Le pubblicazioni per ricordarli e ringraziarli sono state innumerevoli e molti problemi allora rimasti insoluti hanno trovato infine una decifrazione accetta.
Mai nessuno però avrebbe potuto immaginare la realtà di oggi. S’impone una necessaria riflessione. Anche ora più che mai ci sono tantissimi combattenti caduti in questa che è una guerra mondiale non dichiarata, senza nemici visibili, ma perfida ed oscena, che toglie qualsiasi identità e riconoscimento, riduce la persona ad un numero tra tanti, toglie ogni possibile conforto e consegna le ceneri del corpo al fuoco distruggitore.
Come ricordare le loro vite spente senza colpi di cannoni e bombe in angoli oscuri di ospedali, insufficienti a curarli a dovere, sovraffollati, lontani dai loro cari, soffocati da una malattia sconosciuta?
Ho visto con orrore le loro urne cinerarie ammassate in lunghe file di vagoni o di camion che le trasportavano. Non c’era nessun sacerdote che le benedicesse, né un poeta che come Foscolo sciogliesse per loro un carme che fosse eterno di fronte al sole che continua ad illuminare le rovine umane senza pianto.
Questo immane scempio dovrà essere pensato dai sopravvissuti con una pietà che dovrà superare le normali e consuete onoranze. Dovrà non solo penetrare la commemorazione e comprenderla, ma far rivivere i fatti taciuti, dare corpo a quelle ombre silenziose che non hanno potuto parlare, raccontare lo strazio dei corpi, ma soprattutto l’indicibile pena delle anime dolenti, sia quelle che si sono affidate a Dio, sia quelle che non hanno potuto, ma che sono state lo stesso accolte ‘dalle grandi ali del perdono divino’.

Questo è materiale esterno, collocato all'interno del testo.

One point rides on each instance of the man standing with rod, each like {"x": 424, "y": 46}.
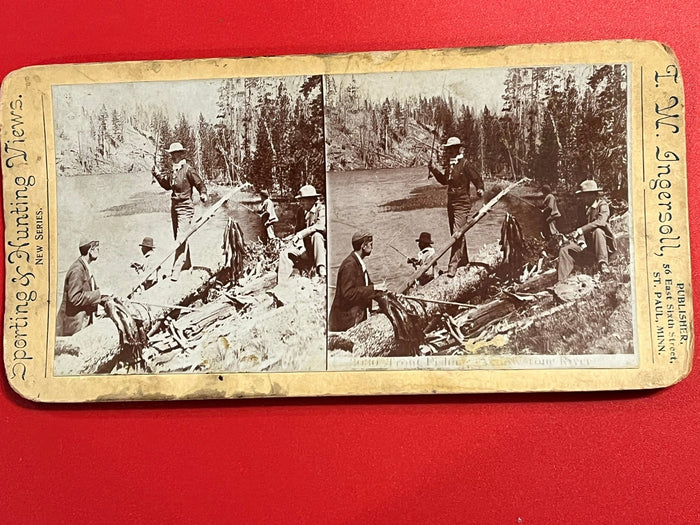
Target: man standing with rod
{"x": 458, "y": 176}
{"x": 181, "y": 181}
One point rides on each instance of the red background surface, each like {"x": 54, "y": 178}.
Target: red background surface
{"x": 566, "y": 458}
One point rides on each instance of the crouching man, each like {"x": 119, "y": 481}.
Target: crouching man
{"x": 309, "y": 241}
{"x": 594, "y": 241}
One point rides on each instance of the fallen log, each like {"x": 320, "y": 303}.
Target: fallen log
{"x": 483, "y": 314}
{"x": 96, "y": 349}
{"x": 375, "y": 336}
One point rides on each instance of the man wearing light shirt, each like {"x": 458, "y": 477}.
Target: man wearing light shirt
{"x": 458, "y": 176}
{"x": 594, "y": 241}
{"x": 355, "y": 290}
{"x": 181, "y": 181}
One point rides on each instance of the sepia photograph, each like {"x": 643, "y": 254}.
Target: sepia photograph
{"x": 480, "y": 218}
{"x": 191, "y": 226}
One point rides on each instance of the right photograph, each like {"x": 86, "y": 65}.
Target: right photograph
{"x": 479, "y": 218}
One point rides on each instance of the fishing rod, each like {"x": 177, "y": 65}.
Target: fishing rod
{"x": 432, "y": 146}
{"x": 172, "y": 306}
{"x": 435, "y": 301}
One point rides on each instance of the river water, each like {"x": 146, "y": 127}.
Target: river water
{"x": 120, "y": 210}
{"x": 358, "y": 200}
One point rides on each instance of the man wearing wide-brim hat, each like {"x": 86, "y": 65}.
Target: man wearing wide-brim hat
{"x": 145, "y": 265}
{"x": 309, "y": 241}
{"x": 425, "y": 252}
{"x": 180, "y": 181}
{"x": 458, "y": 176}
{"x": 268, "y": 215}
{"x": 354, "y": 288}
{"x": 81, "y": 296}
{"x": 594, "y": 241}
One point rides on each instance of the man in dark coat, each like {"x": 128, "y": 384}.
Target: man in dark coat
{"x": 551, "y": 213}
{"x": 594, "y": 241}
{"x": 80, "y": 293}
{"x": 181, "y": 181}
{"x": 354, "y": 291}
{"x": 458, "y": 176}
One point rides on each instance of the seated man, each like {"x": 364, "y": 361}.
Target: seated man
{"x": 268, "y": 216}
{"x": 594, "y": 241}
{"x": 145, "y": 266}
{"x": 309, "y": 241}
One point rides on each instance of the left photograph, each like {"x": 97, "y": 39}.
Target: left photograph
{"x": 191, "y": 226}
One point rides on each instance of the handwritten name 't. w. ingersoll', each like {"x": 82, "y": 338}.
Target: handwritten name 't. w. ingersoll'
{"x": 661, "y": 184}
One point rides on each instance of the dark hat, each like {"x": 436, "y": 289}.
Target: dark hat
{"x": 361, "y": 236}
{"x": 87, "y": 242}
{"x": 306, "y": 192}
{"x": 424, "y": 237}
{"x": 147, "y": 242}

Vorrei tanto evocare l’armonia d’un tempo futuro forse avvenire che superi d’un balzo la miseria del presente e renda giustizia a chi non ha più la forza di gridare la propria esistenza cancellata con un tratto di penna sul lunghissimo elenco indefinito di vittime. Vorrei dir loro che non hanno vissuto invano, che hanno dato testimonianza di coraggio e di lotta estrema che non saranno mai dimenticati e che il mondo li abbraccia e che li onorerà sempre, finchè ci sarà l’ultimo vivente. Ci hanno solo preceduti in un’eternità che speriamo luminosa ed incorrotta.
Gae Sicari Ruffo
(Da Reggio di Calabria)
Sarà istuzionalmente possibile creare una giornata in memoria delle vittime di coronavirus? Già molti lo auspicano.
Sicuramente è solo un simbolo per commemorare e non dimenticare al quale deve far seguito una profonda revisione della sanità in Italia.